In Brasile era già una star, ora l’attrice conquista l’attenzione globale grazie al bellissimo film di Walter Salles. Che mischia la Storia drammatica del suo Paese con un ritratto di donna indimenticabile

Foto: BIM Distribuzione

Istituita con un colpo di Stato nel 1964, la Quinta Repubblica brasiliana era in vigore da quasi sette anni quando i funzionari governativi si presentarono a casa di Rubens Paiva. Era stato un ex deputato che all’epoca si era espresso a favore del cambio di regime, ma ora Paiva era fuori dalla politica e lavorava come ingegnere a Rio de Janeiro. Tuttavia, gli uomini avevano alcune domande da fargli riguardo a gruppi di sinistra che potevano o meno essere coinvolti in un recente rapimento. Gli chiesero di accompagnarli alla stazione di polizia locale. Era una procedura di routine, gli assicurarono. Paiva si mise giacca e cravatta, salutò la moglie e uscì di casa con i funzionari. La sua famiglia non lo rivide mai più.

Io sono ancora qui, il dramma politico del regista brasiliano Walter Salles (nelle sale italiane dal 30 gennaio, ndt), ricrea questo momento con un senso di distacco inaspettato, invece di condurre il pubblico verso la necessaria reazione emotiva: anche se non si conosce la storia dei Paiva, si percepisce immediatamente che qualcosa di devastante sta accadendo proprio davanti ai propri occhi. Quando Rubens (Selton Mello) viene condotto fuori da casa sua, dopo circa 30 minuti di film, abbiamo già trascorso molto tempo con lui, sua moglie Eunice (Fernanda Torres) e la loro nidiata di allegri figli. L’affettuosa coppia intrattiene gli ospiti nella sua bella casa, condivide pranzi e giornate in spiaggia con i bambini, manda la figlia maggiore, Vera (Valentina Herszage), a vivere con alcuni amici a Londra, balla con entusiasmo le melodie tropicália in salotto.

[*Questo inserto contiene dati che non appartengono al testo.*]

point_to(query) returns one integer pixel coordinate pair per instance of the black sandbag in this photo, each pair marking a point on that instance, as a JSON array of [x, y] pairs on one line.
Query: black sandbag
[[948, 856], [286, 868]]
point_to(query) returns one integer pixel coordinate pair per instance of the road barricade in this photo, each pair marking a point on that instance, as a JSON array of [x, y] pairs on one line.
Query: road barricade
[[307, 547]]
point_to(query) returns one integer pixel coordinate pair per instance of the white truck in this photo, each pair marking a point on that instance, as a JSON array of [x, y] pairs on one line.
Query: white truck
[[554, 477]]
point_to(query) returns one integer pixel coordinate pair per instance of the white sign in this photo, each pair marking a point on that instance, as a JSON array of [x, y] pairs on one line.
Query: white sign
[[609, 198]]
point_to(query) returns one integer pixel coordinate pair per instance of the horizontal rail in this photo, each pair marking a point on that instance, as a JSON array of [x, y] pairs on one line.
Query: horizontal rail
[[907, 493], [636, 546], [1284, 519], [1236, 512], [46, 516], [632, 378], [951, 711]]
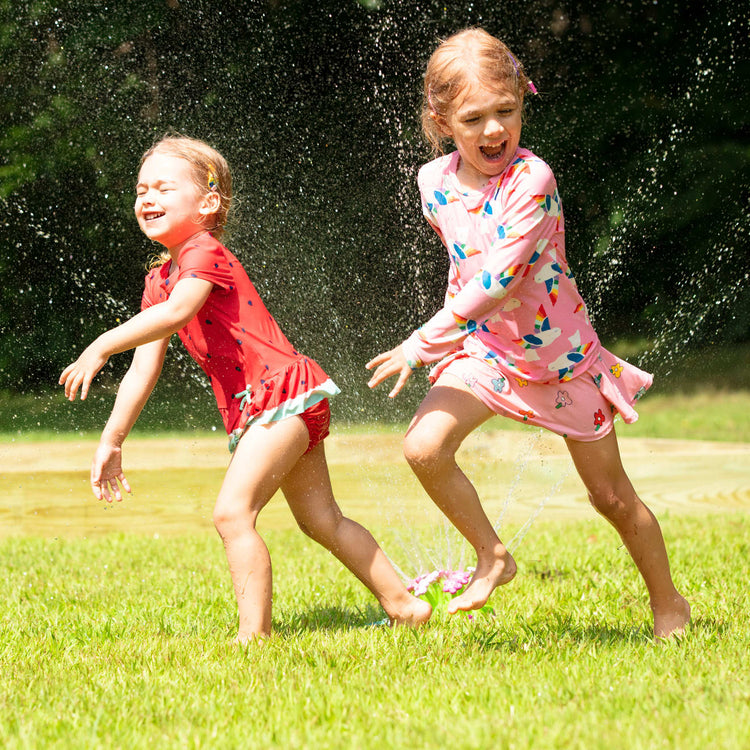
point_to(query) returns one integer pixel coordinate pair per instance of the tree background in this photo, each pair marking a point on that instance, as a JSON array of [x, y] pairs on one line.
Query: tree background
[[642, 114]]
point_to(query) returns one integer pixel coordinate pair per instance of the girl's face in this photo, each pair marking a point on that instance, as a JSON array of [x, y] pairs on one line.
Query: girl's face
[[485, 125], [169, 206]]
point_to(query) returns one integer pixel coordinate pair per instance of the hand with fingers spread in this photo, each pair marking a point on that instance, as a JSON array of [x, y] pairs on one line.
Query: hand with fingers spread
[[106, 472], [390, 363], [82, 371]]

La loro vita è bella, finché non viene interrotta da sconosciuti che bussano alla loro porta e stabiliscono immediatamente un bivio C’è un prima e c’è un dopo.

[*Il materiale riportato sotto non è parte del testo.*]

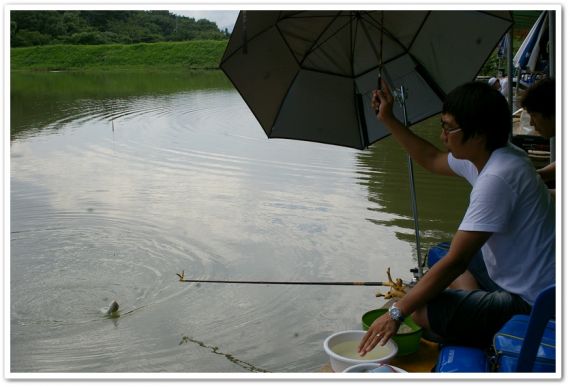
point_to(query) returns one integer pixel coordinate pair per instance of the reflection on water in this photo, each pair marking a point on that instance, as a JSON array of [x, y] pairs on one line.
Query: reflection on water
[[120, 181]]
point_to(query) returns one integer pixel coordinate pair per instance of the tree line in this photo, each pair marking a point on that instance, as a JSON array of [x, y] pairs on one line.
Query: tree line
[[34, 28]]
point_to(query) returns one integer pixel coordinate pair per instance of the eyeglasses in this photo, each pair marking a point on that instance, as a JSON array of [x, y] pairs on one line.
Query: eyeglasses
[[447, 130]]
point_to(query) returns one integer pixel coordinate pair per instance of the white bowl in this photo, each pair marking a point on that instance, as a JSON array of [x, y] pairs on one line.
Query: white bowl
[[339, 363], [368, 367]]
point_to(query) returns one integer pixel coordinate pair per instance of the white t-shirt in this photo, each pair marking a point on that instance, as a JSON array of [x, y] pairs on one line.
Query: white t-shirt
[[510, 200]]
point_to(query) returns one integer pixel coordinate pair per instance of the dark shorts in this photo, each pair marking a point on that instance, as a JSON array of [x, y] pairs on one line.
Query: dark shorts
[[472, 317]]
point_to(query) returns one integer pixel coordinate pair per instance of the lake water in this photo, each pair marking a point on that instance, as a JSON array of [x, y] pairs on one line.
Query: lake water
[[120, 181]]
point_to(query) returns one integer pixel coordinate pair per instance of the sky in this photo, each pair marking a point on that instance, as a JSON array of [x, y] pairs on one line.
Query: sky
[[224, 19]]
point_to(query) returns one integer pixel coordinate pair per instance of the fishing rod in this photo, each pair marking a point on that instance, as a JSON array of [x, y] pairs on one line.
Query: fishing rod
[[352, 283], [397, 288]]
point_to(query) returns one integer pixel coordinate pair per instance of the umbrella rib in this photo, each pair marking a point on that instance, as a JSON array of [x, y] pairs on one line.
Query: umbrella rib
[[418, 30], [315, 46]]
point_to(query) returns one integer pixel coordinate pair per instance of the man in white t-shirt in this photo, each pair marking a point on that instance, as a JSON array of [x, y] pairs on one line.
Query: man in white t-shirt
[[467, 296]]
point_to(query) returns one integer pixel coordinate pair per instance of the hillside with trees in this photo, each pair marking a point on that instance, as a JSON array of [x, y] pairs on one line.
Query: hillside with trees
[[37, 28]]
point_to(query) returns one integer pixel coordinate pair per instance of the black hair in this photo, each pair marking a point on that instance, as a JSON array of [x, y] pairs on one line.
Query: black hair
[[541, 97], [479, 109]]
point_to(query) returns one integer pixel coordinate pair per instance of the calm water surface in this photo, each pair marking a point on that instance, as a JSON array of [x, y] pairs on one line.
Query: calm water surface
[[120, 181]]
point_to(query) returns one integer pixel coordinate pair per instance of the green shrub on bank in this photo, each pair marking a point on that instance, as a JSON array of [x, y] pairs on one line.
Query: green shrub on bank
[[196, 54]]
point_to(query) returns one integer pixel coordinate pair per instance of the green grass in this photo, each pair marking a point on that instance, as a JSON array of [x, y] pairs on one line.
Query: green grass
[[204, 54]]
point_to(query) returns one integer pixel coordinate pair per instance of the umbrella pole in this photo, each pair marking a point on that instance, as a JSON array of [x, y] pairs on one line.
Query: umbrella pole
[[401, 97]]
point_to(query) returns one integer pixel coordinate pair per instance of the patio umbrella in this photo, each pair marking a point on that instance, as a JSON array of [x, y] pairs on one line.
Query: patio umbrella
[[527, 56], [309, 75]]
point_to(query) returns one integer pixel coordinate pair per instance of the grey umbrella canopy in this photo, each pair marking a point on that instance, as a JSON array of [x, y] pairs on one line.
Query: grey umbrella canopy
[[309, 75]]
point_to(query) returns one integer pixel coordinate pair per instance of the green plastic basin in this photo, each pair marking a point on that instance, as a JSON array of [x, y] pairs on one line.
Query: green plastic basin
[[408, 342]]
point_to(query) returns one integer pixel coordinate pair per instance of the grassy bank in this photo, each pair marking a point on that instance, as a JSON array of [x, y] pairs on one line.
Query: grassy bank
[[204, 54]]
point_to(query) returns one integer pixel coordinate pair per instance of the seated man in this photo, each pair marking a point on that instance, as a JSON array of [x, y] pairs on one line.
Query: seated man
[[540, 103], [510, 218]]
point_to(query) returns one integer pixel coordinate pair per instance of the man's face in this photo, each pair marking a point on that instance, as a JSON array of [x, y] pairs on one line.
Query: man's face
[[542, 124]]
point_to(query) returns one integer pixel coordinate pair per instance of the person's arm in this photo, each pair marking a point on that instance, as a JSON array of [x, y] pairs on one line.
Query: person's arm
[[463, 247], [421, 151], [548, 173]]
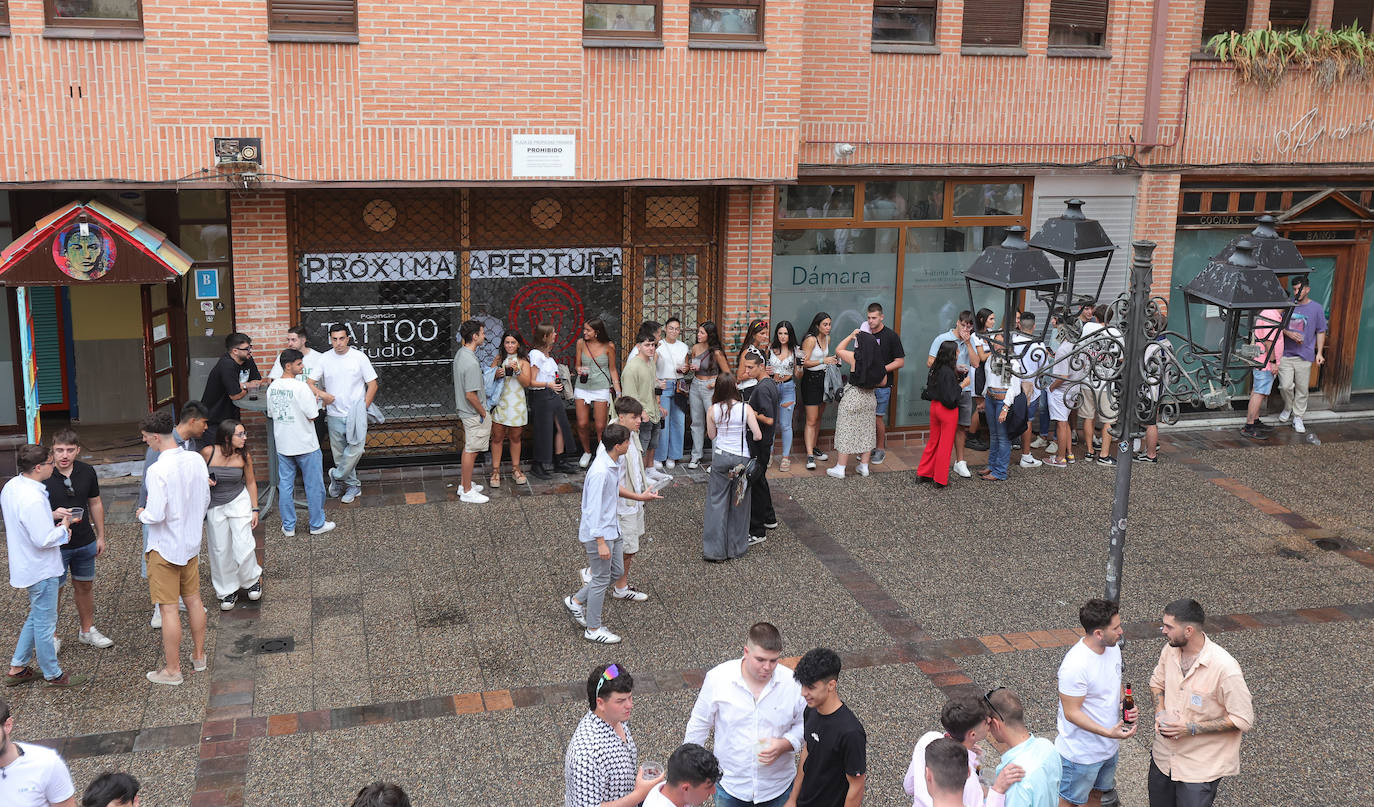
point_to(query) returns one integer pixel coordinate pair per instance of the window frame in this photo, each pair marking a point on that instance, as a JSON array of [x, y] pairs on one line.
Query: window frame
[[625, 39]]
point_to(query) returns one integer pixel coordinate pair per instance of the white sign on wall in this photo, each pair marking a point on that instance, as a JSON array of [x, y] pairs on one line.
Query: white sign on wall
[[543, 154]]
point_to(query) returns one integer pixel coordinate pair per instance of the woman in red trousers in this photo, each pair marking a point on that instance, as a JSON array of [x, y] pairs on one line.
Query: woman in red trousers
[[943, 392]]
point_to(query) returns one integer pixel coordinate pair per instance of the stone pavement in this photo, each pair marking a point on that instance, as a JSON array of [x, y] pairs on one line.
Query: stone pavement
[[423, 639]]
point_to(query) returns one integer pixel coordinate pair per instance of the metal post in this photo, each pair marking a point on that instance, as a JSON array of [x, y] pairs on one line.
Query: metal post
[[1131, 373]]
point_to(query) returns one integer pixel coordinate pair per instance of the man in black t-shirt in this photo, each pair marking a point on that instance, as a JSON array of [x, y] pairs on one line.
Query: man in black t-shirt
[[74, 484], [230, 380], [892, 356], [764, 398], [834, 759]]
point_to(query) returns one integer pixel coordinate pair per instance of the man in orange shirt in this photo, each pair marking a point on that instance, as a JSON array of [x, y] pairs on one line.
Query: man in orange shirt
[[1201, 708]]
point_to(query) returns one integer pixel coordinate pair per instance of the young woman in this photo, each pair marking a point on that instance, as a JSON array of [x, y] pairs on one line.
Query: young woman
[[943, 389], [706, 362], [598, 384], [232, 514], [815, 355], [726, 525], [785, 369], [672, 365], [547, 413], [511, 411]]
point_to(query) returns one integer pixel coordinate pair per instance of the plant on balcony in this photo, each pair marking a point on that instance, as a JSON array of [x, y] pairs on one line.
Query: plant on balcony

Grande successo in patria e candidato all’Oscar su diversi fronti, Io sono ancora qui lascia saggiamente intuire la posta in gioco, prendendosi tutto il tempo necessario per arrivare alla tragedia e dando un’incredibile sensazione dello sconvolgimento che si verifica quando la violenza politica arriva letteralmente davanti alla porta di casa. Ma il film fa anche capire fin da subito chi è il punto focale di questa storia. Un disclaimer iniziale definisce la scena: Rio, 1970, “sotto la dittatura militare”. La prima persona che vediamo è Eunice, che galleggia sulla schiena nell’oceano e si gode un pomeriggio di sole. La prima cosa che sentiamo è il rumore di un elicottero militare che passa rumorosamente sopra di lei, intromettendosi nelle sue fantasticherie. Più tardi, mentre la famiglia scatta una foto insieme, Eunice guarda improvvisamente oltre la cinepresa, in lontananza. Nota alcuni camion pieni di truppe che passano per strada. Il suo sorriso vacilla. I Paiva sono ancora qui e i camion sono molto, molto lontani. Per ora.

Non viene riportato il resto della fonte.